The lines start to get a bit long.  Here's what I currently have on
the write side:

@@ -1104,6 +1117,20 @@ iomap_finish_page_writeback(struct inode *inode, struct p
age *page,
                end_page_writeback(page);
 }
 
+static void iomap_finish_bvec_write(struct inode *inode, struct page *page,
+               size_t offset, size_t length, int error)
+{
+       while (length > 0) {
+               size_t count = min(thp_size(page) - offset, length);
+
+               iomap_finish_page_writeback(inode, page, error, count);
+
+               page += (offset + count) / PAGE_SIZE;
+               offset = 0;
+               length -= count;
+       }
+}
+
 /*
  * We're now finished for good with this ioend structure.  Update the page
  * state, release holds on bios, and finally free up memory.  Do not use the
@@ -1121,7 +1148,7 @@ iomap_finish_ioend(struct iomap_ioend *ioend, int error)
 
        for (bio = &ioend->io_inline_bio; bio; bio = next) {
                struct bio_vec *bv;
-               struct bvec_iter_all iter_all;
+               int i;
 
                /*
                 * For the last bio, bi_private points to the ioend, so we
@@ -1133,9 +1160,9 @@ iomap_finish_ioend(struct iomap_ioend *ioend, int error)
                        next = bio->bi_private;
 
                /* walk each page on bio, ending page IO on them */
-               bio_for_each_thp_segment_all(bv, bio, iter_all)
-                       iomap_finish_page_writeback(inode, bv->bv_page, error,
-                                       bv->bv_len);
+               bio_for_each_bvec_all(bv, bio, i)

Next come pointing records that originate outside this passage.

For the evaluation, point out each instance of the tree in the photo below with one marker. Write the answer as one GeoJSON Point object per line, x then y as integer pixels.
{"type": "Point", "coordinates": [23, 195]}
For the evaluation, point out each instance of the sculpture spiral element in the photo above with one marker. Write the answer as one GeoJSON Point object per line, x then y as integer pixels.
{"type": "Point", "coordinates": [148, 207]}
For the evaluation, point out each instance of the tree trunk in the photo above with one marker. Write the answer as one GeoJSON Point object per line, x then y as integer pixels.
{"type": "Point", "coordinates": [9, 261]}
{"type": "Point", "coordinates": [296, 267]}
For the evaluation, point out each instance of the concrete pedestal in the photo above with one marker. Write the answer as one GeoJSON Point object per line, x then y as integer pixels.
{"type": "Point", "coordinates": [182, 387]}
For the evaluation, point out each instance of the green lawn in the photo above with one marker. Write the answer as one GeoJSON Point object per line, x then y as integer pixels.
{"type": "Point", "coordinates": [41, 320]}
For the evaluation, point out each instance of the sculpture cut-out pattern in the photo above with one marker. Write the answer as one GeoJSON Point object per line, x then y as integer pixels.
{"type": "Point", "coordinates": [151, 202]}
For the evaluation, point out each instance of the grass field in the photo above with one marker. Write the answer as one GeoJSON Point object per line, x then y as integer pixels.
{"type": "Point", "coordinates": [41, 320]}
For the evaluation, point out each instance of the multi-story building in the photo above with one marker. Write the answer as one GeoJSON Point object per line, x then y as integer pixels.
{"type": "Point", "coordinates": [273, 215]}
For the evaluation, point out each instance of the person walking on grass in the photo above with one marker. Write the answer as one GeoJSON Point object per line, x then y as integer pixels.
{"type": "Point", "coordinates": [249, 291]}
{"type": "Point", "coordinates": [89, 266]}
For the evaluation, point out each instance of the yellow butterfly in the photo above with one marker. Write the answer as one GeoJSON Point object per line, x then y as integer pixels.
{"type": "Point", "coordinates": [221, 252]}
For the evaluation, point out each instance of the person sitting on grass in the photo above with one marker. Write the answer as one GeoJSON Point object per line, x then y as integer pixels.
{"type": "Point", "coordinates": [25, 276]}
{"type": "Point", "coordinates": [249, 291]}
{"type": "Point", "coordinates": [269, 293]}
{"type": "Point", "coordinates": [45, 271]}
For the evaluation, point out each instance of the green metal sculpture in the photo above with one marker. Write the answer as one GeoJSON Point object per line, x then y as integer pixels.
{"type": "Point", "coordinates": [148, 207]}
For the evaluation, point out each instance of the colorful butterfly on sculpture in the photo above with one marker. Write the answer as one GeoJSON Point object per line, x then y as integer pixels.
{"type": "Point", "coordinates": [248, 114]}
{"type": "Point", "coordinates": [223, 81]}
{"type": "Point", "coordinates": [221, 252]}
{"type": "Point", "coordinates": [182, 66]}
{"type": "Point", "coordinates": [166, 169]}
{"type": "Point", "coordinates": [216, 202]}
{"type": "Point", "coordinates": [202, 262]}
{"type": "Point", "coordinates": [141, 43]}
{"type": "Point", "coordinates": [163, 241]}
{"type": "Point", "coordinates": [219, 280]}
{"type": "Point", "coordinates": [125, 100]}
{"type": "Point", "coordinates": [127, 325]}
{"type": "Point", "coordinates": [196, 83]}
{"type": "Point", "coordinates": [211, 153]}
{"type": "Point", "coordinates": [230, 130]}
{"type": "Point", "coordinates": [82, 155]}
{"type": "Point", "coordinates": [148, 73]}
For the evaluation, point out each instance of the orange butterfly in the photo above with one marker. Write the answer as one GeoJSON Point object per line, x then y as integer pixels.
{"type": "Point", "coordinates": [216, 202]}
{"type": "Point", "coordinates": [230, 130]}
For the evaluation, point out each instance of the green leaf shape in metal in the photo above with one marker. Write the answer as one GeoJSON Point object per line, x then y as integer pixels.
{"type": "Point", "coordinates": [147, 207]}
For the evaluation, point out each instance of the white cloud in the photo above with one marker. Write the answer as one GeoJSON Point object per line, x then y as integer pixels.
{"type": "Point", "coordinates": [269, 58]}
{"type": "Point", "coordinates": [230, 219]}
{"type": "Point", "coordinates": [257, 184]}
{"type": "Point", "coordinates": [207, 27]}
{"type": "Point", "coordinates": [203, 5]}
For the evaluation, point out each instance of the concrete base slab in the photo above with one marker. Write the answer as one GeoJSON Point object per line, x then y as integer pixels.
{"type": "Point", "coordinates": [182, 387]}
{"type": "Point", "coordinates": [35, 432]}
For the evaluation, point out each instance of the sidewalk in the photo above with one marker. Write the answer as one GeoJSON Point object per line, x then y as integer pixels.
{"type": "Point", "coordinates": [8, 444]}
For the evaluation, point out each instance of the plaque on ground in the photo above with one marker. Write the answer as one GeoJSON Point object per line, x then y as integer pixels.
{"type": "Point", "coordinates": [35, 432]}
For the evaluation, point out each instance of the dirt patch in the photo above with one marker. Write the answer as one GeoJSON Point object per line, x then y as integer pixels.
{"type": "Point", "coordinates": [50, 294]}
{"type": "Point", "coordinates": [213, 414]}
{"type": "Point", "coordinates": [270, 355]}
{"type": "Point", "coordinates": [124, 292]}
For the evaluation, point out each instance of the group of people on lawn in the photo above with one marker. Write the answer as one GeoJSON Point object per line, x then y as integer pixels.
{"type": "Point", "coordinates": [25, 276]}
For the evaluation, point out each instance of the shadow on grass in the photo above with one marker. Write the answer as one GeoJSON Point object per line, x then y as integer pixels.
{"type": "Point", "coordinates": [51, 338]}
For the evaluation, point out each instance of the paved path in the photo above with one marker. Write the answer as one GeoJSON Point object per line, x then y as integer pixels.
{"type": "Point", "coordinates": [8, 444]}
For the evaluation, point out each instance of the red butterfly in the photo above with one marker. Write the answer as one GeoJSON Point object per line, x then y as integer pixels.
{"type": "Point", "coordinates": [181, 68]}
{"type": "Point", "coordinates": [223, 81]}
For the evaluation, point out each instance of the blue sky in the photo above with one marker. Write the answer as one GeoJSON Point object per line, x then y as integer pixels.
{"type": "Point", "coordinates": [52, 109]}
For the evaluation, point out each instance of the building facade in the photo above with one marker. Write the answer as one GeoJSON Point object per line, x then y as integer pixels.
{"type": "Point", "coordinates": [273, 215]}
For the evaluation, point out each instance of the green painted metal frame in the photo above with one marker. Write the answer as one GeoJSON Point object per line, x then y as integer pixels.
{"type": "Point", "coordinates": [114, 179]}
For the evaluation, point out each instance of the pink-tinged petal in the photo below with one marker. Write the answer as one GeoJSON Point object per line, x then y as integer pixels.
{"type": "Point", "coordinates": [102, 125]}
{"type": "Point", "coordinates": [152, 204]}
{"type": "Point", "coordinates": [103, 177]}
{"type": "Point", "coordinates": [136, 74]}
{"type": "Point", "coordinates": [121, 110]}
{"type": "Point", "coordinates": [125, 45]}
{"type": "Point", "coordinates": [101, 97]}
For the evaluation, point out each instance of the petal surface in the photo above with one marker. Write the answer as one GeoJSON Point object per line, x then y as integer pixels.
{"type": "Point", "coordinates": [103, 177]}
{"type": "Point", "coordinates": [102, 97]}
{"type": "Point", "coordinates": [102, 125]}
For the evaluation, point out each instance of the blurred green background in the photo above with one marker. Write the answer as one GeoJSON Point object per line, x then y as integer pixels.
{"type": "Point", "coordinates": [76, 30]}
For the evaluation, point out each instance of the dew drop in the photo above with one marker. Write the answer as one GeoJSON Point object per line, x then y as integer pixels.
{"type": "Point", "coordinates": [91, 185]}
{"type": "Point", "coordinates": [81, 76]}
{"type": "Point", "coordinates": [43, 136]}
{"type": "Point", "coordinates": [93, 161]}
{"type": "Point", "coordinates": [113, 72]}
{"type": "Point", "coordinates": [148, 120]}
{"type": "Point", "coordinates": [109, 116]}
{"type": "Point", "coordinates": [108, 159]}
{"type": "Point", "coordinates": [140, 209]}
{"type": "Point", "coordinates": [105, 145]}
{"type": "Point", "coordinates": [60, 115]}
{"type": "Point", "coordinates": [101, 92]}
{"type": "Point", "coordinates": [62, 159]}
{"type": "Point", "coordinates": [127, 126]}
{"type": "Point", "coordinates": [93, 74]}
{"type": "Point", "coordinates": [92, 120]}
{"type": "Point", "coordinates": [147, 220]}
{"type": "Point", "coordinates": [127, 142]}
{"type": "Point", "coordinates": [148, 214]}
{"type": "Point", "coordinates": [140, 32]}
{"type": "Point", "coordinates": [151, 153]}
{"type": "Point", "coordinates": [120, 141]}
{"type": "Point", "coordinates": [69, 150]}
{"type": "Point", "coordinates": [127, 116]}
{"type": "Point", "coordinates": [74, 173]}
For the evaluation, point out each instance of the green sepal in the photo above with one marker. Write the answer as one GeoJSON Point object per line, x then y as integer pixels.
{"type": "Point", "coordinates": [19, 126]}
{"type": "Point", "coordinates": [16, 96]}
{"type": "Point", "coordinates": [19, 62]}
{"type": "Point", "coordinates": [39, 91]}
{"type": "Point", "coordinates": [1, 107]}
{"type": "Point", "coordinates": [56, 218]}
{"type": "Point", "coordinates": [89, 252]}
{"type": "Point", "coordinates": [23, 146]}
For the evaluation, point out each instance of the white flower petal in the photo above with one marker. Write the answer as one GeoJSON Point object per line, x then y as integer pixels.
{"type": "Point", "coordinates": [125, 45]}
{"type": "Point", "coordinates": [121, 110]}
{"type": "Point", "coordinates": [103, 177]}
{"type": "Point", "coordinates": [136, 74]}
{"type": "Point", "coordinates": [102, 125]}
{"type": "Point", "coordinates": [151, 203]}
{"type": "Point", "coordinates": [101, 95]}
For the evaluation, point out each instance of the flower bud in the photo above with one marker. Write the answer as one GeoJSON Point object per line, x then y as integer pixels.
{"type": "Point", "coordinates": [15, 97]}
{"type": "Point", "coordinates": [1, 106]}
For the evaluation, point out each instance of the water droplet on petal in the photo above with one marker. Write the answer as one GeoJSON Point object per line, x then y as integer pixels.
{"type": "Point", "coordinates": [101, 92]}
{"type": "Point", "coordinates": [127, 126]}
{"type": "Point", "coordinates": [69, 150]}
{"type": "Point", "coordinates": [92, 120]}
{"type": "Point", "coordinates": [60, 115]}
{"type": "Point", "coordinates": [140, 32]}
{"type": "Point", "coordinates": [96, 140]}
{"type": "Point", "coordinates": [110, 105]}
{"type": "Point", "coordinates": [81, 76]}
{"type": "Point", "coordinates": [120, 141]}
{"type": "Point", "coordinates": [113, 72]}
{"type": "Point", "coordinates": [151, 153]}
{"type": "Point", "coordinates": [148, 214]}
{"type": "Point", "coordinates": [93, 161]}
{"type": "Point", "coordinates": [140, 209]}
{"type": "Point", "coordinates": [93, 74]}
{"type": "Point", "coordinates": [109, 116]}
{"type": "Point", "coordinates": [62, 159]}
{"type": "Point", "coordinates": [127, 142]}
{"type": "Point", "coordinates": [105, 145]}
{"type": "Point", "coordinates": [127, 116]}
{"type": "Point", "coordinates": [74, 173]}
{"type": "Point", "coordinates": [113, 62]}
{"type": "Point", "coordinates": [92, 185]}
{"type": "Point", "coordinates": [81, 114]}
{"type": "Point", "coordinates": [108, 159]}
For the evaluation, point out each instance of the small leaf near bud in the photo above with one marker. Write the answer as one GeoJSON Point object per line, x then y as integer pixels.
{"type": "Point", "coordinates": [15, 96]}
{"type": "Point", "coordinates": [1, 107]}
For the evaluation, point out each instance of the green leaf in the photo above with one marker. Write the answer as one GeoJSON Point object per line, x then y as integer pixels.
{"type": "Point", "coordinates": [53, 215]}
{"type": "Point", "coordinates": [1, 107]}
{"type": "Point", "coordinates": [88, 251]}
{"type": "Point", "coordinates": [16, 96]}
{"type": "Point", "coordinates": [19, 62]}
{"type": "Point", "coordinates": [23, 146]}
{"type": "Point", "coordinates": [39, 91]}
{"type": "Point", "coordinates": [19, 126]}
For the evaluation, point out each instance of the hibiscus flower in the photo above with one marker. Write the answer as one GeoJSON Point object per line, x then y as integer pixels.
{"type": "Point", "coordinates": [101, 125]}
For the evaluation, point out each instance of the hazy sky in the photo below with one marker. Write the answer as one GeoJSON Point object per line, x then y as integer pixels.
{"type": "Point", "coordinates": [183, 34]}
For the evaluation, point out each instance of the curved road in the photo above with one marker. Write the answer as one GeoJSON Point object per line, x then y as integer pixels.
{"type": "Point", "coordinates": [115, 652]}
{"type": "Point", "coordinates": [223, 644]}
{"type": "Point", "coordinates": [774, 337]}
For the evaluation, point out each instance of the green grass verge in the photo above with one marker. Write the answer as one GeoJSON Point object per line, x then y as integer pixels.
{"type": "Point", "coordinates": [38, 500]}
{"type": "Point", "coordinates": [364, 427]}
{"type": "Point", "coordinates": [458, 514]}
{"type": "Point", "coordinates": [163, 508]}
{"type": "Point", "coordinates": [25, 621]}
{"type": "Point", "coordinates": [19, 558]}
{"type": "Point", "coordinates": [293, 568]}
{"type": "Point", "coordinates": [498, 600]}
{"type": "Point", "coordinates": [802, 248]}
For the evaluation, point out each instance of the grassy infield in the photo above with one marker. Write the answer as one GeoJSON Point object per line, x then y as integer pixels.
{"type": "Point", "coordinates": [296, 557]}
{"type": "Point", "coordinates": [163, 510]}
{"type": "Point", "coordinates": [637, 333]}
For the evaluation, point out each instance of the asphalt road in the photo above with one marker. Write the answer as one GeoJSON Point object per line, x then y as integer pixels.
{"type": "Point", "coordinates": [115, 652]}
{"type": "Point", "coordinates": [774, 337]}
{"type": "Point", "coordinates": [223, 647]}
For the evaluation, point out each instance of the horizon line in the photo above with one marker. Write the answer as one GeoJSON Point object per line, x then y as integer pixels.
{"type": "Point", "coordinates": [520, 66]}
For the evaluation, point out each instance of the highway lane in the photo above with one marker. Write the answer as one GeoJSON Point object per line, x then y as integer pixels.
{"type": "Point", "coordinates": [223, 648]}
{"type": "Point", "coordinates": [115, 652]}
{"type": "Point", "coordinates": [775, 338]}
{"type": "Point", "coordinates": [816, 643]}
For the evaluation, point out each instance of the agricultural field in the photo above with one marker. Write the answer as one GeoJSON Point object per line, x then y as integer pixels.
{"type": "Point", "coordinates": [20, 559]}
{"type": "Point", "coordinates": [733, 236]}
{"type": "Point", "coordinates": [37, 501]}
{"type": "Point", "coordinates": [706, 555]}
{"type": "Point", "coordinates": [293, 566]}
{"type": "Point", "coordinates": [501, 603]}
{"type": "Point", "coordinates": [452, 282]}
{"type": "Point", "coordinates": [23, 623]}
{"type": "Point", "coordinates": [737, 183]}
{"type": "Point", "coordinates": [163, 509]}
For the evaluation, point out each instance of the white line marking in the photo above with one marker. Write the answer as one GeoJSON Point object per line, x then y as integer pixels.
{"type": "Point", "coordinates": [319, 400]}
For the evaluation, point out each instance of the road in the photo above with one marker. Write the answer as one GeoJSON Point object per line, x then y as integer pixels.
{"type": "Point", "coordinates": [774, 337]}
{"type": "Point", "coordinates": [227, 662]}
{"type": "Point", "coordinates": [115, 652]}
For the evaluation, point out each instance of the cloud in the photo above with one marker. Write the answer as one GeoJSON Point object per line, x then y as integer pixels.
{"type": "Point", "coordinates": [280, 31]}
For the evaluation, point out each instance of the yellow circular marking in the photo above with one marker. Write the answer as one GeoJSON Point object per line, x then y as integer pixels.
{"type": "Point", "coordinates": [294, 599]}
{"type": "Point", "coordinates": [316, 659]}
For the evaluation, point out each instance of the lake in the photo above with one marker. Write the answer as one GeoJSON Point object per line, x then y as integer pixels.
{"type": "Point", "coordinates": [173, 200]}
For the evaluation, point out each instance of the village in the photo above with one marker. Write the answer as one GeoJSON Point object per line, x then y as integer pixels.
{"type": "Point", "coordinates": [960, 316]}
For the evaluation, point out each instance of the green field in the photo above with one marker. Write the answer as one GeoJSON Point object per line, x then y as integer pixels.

+                       iomap_finish_bvec_writeback(inode, bv->bv_page,
+                                       bv->bv_offset, bv->bv_len, error);
                bio_put(bio);
        }
        /* The ioend has been freed by bio_put() */

That's a bit more boilerplate than I'd like, but if bio_vec is going to
lose its bv_page then I don't see a better way.  Unless we come up with
a different page/offset/length struct that bio_vecs are decomposed into.